Sheldon Kennedy was a talented young hockey player who was sexually abused repeatedly by the hockey coach everyone revered.
Yesterday, Kennedy was in contact with one of the reporters at the Nassar sentencing hearing in Lansing, Michigan.
“We need to understand how the grooming process happens and that abuse of power.”
Over almost 7 days, 150 young women gained strength from one and other as they testified to the terrible effects Nassar’s actions had on their lives.
He grotesquely sexual abused 156 young women and girls, including US Olympians, in his care over 20 years, all under the guise of “treatment”.
Judge Rosemarie Aquilina sentenced Nassar to 175 years, saying she had signed his death warrant.Listen
“I thought it was a strong sentence, I thought it was a good sentence.” Kennedy said of the Nassar case during an interview early today.
“One of the issues that we seem to always struggle with, whether it’s sentencing, or understanding the issues of child sexual abuse, or child abuse in general, is its impact, And I think it was very well articulated, the impact, with all the victim impact statements in that case, and in the sentencing.”
“Our best defence is knowledge”
In 1997, Graham James, Kennedy’s hockey coach, was sentenced for his ongoing sexual abuse of Sheldon Kennedy, and another promising young athlete, to three and a half years. James served about 18 months.
Kennedy now runs the Respect Group, They train groups and individuals who work with children on how to oversee and protect children from abuse, and the grooming that is often the prequel to sexual abuse. “Our best defence is knowledge”, Kennedy says.
With all the new research and evidence about the damage child abuse and sexual abuse creates it is time for more severe penalties.
What we do know Kennedy says, is “this type of impact, and crime on children, is one of the main drivers into addiction, and homelessness and incarceration etc.”
‘Oh they’ll be O.K.’ you know, ‘Pull yourself up by your bootstraps’
“I still think we go at it a little bit, in our judicial system in Canada, under the impression that ‘Oh they’ll be O.K. you know, ‘Pull yourself up by your bootstraps’, we don’t really want to bring a lot of hardship on this family, or, ‘that child knows this person so it wasn’t too bad,”

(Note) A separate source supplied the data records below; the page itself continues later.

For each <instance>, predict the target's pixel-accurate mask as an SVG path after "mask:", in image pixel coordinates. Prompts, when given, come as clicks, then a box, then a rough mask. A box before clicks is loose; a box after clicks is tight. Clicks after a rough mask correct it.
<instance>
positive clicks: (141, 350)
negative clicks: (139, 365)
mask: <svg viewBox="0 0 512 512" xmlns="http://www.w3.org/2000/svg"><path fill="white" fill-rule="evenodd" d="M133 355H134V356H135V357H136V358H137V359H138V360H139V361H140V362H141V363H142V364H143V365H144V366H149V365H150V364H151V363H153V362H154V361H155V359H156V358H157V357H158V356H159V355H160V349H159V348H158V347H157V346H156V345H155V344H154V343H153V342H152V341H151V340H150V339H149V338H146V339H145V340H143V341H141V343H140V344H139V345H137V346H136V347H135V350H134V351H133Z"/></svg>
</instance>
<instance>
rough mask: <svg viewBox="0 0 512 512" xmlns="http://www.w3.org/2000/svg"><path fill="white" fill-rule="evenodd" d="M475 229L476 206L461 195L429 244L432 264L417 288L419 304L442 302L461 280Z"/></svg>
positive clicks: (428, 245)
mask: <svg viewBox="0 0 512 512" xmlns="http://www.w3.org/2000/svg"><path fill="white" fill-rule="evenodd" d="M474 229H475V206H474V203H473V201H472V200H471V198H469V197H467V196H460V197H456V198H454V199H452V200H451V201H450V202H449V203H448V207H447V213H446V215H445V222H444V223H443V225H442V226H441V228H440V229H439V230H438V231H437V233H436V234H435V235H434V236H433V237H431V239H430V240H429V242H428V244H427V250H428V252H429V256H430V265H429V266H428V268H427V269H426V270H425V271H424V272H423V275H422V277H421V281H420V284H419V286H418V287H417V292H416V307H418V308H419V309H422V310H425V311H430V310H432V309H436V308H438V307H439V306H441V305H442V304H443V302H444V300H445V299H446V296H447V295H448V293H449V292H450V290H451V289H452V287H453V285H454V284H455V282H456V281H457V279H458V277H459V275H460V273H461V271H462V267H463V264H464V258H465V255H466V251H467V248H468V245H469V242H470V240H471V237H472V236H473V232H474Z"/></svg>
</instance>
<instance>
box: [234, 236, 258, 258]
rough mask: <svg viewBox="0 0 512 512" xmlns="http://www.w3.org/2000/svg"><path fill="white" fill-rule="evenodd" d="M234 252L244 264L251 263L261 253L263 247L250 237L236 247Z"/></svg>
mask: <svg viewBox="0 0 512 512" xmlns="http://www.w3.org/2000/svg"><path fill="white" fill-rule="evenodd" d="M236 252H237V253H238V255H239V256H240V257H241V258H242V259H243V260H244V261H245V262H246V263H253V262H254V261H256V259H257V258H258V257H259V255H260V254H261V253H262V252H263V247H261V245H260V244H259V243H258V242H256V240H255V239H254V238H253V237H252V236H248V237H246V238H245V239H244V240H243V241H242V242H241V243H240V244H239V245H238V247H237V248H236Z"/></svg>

Kennedy say he thinks society is beginning to understand the effects.
“Whether you look at any of the ‘MeToo’ disclosures that have come forward, or you look at my case, or you look at any of these cases, it’s always the bystanders.It’s always “How does somebody operate for so long… in these types of communities.”
Kennedy says, “if you look at the Larry Nassars, the Graham James’s of the world and individuals like that, they thrive on our community, our organisational and our society’s ignorance and indifference.
He is amazed that “to become a young teacher, to become a young doctor, to become a young police officer, you don’t have to get any of that training,”
“98 per cent of the kids that come through our doors that we’ve investigated, they know their abuser, and 47 per cent of those kids are abused at home. So, stranger danger is out the window.,” Kennedy explains.
Kennedy is a pioneer in this movement, bravely coming forward 21 years ago to expose his abuser.
“It was looked at as an isolated case, and you had to have the conversation outside of town”. he says.
‘What we’re talking about is a social shift, a culture shift”
For 14 years now Kennedy has been at the centre of this shift. The Respect Group has been training coaches, parents, teachers and people in various workplaces
The group has just trained their ‘millionth person’ in the legal and moral responsibilities around abuse, bullying and harrassment”
The Sheldon Kennedy Child Advocacy Centre has conducted over 7,000 child abuse investigations, over the last 5 years.
The majority of those cases involved children were under 12.
“Over 70 per cent of mental health issues in this country stem from adverse childhood experiences”, says Kennedy.
“That’s what we’re really trying to do”, he says, “is shift our attention from the incident to the impact.”